Van de kledingstukken moesten (poets)lappen worden gesneden. De kledingstukken worden door een externe leverancier beschikbaar gesteld en deze leverancier verlangt dat er (poets)lappen van worden gesneden. Klager moet worden toegegeven dat het vaak om
kleding ging die nog in een uitstekende staat verkeert, maar dat rechtvaardigt nog niet het zo maar meenemen van die kleding.
Klager stelt dat de koffie steeds werd weggegooid en dat hij de koffie toen maar apart zette om mee te nemen. Dat laatste is natuurlijk niet de bedoeling. Gedetineerden zitten met zes man op een cel. Wekelijks wordt een pak koffie verstrekt. Wanneer
er,
zoals klager heeft gesteld, door geen van allen koffie wordt gedronken, dan kunnen de gedetineerden dit aangeven zodat er de volgende keer geen koffie aan hen wordt verstrekt. In het onderhavige geval heeft klager ervoor gekozen het pak koffie steeds
apart te zetten. Bij de volgende koffieronde werd er dan weer een pak koffie in de verblijfsruimte van de zes gedetineerden gezet, welk pak klager dan weer apart zette. Volgens de directeur is dit gewoon het ontvreemden van koffie.

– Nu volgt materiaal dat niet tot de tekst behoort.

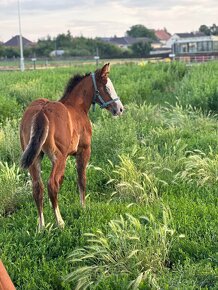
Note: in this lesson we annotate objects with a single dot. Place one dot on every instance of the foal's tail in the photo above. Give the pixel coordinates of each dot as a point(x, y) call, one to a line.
point(38, 135)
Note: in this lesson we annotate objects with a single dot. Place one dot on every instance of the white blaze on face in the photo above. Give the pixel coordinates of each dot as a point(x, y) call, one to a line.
point(117, 105)
point(111, 89)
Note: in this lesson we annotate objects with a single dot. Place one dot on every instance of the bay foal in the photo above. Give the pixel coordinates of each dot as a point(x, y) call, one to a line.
point(62, 128)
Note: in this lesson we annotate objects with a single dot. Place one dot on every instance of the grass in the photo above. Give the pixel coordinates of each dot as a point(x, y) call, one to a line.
point(151, 213)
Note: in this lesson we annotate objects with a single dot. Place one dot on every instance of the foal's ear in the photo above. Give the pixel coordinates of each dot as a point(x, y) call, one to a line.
point(105, 72)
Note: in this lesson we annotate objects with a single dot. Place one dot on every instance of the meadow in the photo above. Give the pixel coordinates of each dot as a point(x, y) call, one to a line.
point(151, 220)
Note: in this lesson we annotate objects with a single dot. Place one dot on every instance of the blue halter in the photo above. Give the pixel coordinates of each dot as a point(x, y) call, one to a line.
point(97, 95)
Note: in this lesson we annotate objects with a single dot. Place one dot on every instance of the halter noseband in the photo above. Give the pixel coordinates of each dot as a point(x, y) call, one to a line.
point(99, 97)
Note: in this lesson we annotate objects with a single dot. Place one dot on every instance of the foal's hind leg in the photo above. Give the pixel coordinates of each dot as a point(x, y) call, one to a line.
point(82, 159)
point(54, 183)
point(35, 172)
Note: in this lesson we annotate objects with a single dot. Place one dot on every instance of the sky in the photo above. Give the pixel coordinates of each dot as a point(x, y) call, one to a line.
point(103, 18)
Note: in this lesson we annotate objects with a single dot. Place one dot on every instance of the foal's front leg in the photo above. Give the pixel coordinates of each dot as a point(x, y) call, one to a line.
point(82, 159)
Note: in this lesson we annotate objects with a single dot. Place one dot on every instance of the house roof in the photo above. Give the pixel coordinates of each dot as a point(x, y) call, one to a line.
point(191, 34)
point(126, 40)
point(15, 41)
point(162, 34)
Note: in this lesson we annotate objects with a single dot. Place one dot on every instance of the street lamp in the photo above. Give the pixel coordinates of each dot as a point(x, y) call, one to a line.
point(22, 67)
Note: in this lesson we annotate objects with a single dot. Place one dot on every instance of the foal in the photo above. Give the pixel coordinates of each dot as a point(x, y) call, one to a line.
point(62, 128)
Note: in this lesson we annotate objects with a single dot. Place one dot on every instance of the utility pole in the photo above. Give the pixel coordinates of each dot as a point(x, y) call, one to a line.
point(22, 67)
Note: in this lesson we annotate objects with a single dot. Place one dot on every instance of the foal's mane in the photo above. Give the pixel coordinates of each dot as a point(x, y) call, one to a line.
point(73, 81)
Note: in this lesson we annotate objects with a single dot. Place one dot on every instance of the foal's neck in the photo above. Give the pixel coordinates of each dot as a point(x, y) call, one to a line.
point(81, 96)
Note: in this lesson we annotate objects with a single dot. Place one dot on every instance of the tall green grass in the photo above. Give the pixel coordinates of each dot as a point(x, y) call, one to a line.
point(152, 186)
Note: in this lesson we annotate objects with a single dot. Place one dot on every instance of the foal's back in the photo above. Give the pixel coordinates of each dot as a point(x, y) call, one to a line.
point(55, 116)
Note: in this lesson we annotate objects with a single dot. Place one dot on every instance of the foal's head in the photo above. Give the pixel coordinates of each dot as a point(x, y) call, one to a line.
point(105, 94)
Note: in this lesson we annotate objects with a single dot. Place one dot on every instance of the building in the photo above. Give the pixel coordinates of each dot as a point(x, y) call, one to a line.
point(196, 45)
point(124, 42)
point(15, 42)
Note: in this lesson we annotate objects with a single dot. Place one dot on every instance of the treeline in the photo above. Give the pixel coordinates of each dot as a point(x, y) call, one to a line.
point(84, 47)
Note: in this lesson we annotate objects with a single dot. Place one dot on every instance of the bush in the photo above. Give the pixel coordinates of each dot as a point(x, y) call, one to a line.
point(131, 247)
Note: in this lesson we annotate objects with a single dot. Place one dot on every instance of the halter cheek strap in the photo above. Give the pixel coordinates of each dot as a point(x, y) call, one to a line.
point(97, 96)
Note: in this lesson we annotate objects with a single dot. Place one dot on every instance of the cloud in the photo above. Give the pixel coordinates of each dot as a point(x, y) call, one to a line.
point(103, 18)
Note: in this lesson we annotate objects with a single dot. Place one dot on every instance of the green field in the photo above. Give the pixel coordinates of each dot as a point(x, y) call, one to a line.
point(151, 220)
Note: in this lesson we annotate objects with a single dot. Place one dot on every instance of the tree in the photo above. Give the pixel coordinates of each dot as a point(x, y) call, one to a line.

De directeur heeft, samen met collega unit-directeur [B], uitvoerig met klager gesproken. Daarbij heeft klager aangegeven dat hij de kleding in een soort ruimte aan de achter- en onderkant van zijn jas stopte en dan de werkzaal uitvoerde. Volgens de
directeur doe je dat niet als je toestemming van de werkmeester hebt om de kleding mee te nemen. Hij gaf ook aan dat hij over beperkte financiële middelen beschikt en de kleding en koffie als Sinterklaascadeau wilde geven. Klager mag nu ter zitting van
de beroepscommissie ontkennen dat hij dit heeft gezegd, maar dat heeft hij wel.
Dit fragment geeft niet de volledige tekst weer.